Two Cumbria airfields are set to be honoured with memorials this week.
Cark and Millom airfields will have the memorials unveiled this weekend, thanks to the Airfields of Britain Conservation Trust.
The trust aims to acknowledge the unique contribution airfields have made since 1909 and the memorials are erected to provide a permanent reminder.
It has already erected memorials at Brayton Park, Aspatria, Kingstown, Carlisle, Silloth, Great Orton, Hutton-in-the-Forest, White Cross Bay, Windermere and Hill of Oaks, Windermere.
Cark owes its origins to the proposed but never completed airship construction base of Flookburgh during World War One.
What became Cark first opened towards the end of 1941, being originally intended as a fighter airfield, but instead saw use primarily as home to No 1 Staff Pilot Training Unit to instruct pilots on Avro Ansons for service at other types of flying schools.

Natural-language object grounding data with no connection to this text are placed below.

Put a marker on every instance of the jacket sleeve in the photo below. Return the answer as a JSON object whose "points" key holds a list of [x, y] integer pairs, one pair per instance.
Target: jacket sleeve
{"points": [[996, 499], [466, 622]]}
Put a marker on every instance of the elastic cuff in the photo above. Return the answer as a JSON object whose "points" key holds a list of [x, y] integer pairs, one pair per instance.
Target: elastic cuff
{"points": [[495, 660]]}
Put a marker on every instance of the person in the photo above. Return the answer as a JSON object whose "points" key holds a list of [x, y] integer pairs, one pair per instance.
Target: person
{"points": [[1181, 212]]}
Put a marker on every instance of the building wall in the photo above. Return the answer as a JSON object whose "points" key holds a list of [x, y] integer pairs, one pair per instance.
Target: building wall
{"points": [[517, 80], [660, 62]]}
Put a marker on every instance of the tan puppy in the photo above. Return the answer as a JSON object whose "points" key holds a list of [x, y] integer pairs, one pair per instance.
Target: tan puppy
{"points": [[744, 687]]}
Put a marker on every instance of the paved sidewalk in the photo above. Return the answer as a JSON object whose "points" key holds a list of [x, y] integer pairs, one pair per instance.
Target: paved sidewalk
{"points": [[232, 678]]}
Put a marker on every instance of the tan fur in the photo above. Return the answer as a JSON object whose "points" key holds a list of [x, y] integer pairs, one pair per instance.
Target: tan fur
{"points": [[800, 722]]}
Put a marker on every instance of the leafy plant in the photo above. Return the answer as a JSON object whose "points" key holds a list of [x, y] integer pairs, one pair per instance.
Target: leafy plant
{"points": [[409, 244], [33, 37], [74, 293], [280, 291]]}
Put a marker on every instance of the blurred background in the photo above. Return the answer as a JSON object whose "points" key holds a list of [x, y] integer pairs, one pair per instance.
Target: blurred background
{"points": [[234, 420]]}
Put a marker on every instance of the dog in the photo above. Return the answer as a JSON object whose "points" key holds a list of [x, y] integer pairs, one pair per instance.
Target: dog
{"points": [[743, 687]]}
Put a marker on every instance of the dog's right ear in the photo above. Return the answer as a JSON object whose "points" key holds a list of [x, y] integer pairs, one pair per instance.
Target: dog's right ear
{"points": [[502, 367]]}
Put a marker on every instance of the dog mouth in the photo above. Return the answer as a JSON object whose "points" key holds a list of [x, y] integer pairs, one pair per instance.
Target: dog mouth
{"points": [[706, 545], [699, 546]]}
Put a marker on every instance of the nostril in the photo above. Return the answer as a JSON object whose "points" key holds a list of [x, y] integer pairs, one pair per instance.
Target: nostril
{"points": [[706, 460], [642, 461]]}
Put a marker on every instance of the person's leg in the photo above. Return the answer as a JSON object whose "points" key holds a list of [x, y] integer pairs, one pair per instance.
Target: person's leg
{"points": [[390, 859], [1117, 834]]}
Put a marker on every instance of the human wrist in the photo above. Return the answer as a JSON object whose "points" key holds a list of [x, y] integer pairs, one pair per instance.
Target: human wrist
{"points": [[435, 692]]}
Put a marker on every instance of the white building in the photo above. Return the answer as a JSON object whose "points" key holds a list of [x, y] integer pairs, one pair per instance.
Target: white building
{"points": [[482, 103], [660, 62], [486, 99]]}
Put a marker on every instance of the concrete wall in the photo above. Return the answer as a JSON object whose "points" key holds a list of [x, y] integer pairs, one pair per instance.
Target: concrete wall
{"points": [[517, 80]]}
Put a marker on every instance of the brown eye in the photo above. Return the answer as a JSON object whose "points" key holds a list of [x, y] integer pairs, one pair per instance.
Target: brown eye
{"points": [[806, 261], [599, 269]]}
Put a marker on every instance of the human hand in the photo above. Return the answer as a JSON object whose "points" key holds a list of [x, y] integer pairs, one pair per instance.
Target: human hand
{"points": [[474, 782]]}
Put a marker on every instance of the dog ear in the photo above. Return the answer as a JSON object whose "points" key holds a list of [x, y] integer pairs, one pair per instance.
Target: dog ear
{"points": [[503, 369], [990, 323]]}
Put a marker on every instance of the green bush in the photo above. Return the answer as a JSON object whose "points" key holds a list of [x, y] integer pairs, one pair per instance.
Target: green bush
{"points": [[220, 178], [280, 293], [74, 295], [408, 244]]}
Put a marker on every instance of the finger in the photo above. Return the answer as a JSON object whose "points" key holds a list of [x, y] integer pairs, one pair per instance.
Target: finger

This unit remained at the airfield until the last day of 1945, apart from four months mid-war when its airfield was undergoing further significant construction.
Other flying activity during this period also notably included anti-aircraft co-operation duties.
Passed to the War Office in June 1946, Cark has continued to see flying since 1972 thanks to Skydive Northwest.
Millom Airfield, often unofficially and locally also referred to as Haverigg, was a major training airfield in January 1941.
After two changes of title, the resident school here became mainly known as No 2 (Observers) Advanced Flying Unit (AFU) from a year later and by 1943 had mostly settled upon using Avro Ansons as flying equipment.
Good work was also performed during World War Two by a RAF Mountain Rescue Unit, while the Fleet Air Arm maintained a squadron detachment as well.
The AFU disbanded in January 1945 and Millom eventually closed in September 1946, though the airfield returned for more RAF use in the early 1950s as an Officer Cadet Training Unit until closing in December 1954.
After some army use, this airfield has since 1967 served as the prison Haverigg and is also being used as a wind farm.
The memorial at Cark Airfield will be unveiled on Saturday, August 30 at 11am and Millom will see its memorial unveiled on Sunday, August 31 at 11am, on the east side of the airfield off North Lane near the entrance on the north side of the prison.